File systems and I/O

The main OzSTAR filesystem is >5 Petabytes (approx 5 PiB) of diskspace in /fred. This filesystem has more than 30 GB/s of aggregate bandwidth. It is a Lustre + ZFS filesystem with high performance, reliability, and redundancy.

There are a few other smaller filesystems in the cluster. Of these, /home is cluster-wide like /fred and $JOBFS is on SSDs in each compute node. /home is a Lustre + ZFS filesystem and $JOBFS is XFS.

Local disks

Each compute node has 350GB of local SSD (fast disk) that is accessible from batch jobs. If the i/o patterns in your workflow are inefficient on the usual cluster filesystems, then you should consider using these local disks.

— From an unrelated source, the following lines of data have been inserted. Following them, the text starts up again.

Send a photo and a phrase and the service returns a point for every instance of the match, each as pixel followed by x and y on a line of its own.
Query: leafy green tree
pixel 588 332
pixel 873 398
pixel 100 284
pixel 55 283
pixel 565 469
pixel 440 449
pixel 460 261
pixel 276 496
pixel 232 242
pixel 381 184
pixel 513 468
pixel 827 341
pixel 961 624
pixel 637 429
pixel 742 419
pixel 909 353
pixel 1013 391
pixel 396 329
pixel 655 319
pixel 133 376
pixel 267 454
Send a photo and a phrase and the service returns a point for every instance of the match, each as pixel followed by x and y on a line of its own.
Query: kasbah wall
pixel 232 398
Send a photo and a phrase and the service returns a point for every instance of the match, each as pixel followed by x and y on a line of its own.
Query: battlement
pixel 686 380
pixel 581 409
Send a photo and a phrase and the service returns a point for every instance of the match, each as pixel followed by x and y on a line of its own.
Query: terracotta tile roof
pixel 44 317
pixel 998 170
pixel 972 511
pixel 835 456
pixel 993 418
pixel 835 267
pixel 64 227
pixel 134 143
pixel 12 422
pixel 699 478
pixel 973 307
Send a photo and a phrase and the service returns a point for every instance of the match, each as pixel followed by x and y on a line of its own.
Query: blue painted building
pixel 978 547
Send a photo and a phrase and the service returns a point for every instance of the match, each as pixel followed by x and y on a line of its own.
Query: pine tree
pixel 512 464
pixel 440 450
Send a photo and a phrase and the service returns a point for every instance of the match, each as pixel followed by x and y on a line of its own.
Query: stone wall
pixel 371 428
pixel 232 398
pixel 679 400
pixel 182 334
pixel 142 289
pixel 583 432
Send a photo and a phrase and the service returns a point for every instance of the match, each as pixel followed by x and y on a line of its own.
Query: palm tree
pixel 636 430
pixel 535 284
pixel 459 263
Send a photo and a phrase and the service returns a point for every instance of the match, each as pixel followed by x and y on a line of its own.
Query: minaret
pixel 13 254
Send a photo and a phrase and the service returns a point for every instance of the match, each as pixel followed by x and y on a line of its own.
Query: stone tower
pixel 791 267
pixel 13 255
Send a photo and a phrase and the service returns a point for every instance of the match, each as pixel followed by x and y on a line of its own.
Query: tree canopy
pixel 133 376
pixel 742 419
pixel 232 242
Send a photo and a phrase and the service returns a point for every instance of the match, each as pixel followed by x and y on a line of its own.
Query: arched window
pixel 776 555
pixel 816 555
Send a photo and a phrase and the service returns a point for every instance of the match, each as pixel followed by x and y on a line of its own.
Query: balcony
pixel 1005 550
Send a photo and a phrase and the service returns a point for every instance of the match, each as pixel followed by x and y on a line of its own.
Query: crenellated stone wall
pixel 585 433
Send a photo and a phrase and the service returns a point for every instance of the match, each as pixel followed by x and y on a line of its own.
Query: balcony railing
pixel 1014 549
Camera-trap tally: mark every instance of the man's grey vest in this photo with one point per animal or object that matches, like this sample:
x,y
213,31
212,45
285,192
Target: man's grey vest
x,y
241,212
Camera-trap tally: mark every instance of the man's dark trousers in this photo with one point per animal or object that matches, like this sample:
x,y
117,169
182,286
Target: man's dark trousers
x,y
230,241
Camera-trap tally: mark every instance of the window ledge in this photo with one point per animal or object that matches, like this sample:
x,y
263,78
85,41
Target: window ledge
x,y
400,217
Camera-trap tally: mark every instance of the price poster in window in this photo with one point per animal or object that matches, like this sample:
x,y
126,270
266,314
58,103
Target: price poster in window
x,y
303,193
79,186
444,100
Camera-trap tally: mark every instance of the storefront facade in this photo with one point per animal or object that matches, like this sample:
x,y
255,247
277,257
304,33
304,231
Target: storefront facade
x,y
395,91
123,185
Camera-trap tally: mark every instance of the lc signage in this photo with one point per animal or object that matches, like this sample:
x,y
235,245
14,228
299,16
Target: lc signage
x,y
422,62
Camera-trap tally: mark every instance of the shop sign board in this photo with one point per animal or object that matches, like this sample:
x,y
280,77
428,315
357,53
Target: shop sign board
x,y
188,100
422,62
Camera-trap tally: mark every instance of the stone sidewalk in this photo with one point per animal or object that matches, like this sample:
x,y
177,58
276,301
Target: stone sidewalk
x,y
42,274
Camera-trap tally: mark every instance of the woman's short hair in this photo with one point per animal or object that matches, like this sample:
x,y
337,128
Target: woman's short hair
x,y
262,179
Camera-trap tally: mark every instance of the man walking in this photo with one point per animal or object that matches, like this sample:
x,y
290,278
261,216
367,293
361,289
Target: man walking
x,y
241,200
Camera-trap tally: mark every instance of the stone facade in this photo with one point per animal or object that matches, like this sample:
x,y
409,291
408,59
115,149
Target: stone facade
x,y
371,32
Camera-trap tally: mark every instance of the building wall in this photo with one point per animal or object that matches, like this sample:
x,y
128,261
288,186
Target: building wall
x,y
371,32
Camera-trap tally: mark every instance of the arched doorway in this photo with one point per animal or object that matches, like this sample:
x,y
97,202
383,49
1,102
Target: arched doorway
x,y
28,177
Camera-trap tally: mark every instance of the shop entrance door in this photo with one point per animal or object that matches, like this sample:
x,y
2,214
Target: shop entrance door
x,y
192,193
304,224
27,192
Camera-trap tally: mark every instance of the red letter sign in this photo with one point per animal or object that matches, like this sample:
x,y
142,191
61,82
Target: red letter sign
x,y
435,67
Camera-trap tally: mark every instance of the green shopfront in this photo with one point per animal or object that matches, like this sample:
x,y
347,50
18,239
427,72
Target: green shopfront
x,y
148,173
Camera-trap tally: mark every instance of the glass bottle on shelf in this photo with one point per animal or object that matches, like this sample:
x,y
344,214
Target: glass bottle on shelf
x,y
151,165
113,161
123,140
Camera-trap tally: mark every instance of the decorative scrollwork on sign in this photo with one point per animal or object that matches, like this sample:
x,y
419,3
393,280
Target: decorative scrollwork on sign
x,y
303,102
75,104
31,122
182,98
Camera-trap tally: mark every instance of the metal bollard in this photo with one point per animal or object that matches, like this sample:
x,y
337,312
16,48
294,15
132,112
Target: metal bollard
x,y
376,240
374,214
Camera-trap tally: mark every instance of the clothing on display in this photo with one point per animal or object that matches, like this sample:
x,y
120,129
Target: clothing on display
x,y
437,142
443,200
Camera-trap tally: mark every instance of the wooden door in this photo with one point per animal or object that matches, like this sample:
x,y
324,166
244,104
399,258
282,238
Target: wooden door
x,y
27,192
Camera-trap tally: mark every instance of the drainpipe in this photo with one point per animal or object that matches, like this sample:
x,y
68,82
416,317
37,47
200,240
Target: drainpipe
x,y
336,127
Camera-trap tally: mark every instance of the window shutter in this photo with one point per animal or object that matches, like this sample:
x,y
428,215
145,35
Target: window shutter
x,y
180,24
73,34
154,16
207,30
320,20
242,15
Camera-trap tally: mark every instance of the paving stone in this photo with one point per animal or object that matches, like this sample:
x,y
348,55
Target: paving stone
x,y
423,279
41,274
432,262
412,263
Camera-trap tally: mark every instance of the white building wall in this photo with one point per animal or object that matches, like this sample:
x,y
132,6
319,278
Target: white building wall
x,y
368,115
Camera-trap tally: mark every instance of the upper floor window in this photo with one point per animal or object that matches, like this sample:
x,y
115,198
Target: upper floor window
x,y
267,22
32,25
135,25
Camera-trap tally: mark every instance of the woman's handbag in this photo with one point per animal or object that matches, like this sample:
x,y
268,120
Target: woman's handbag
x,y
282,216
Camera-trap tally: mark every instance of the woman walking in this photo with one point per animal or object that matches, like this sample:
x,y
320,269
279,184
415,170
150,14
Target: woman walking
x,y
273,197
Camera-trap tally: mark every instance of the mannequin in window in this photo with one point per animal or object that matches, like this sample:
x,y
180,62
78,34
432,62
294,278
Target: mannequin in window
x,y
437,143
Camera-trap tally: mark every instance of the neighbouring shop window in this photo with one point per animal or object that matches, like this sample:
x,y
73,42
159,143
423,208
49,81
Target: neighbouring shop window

The $JOBFS environment variable in each job points at a per-job directory on the local SSD. Space on local disks is requested from slurm with eg. #SBATCH --tmp=20GB. The $JOBFS directory is automatically created before each job starts, and deleted after the job ends.

A typical workflow that uses local disks would be to copy tar files from /fred to $JOBFS, untar, do processing on many small files using many IOPS, tar up the output, copy results back to fred.

OzSTAR also has 8 large NVME drives that are bigger and faster than these SSDs. Please contact hpc-support@swin.edu.au for information on how to access these.

Lustre

On OzSTAR, the two main cluster-wide directories are:

/home/<username>

and

/fred/<project_id>

/fred is vastly bigger and faster in (almost) every way than /home, but it is NOT backed up. /fred is meant for large data files and most or all jobs should use this.

/home is backed up. /home is meant for small source files and important scripts and input.

Once again - there is NO backup for /fred and the user must take responsibility for backing up any data that is important (to somewhere other than OzSTAR).

Typically projects will create directories for each of their members inside /fred/<project_id> (e.g. /fred/<project_id>/<username>). If a user is a member of multiple projects then they will have access to multiple areas in /fred.

Quota

Disk quotas are enabled on OzSTAR.

/home has a per-user limit of 10GB blocks and 100,000 files. This will not be raised. These numbers are set so that backups are feasible.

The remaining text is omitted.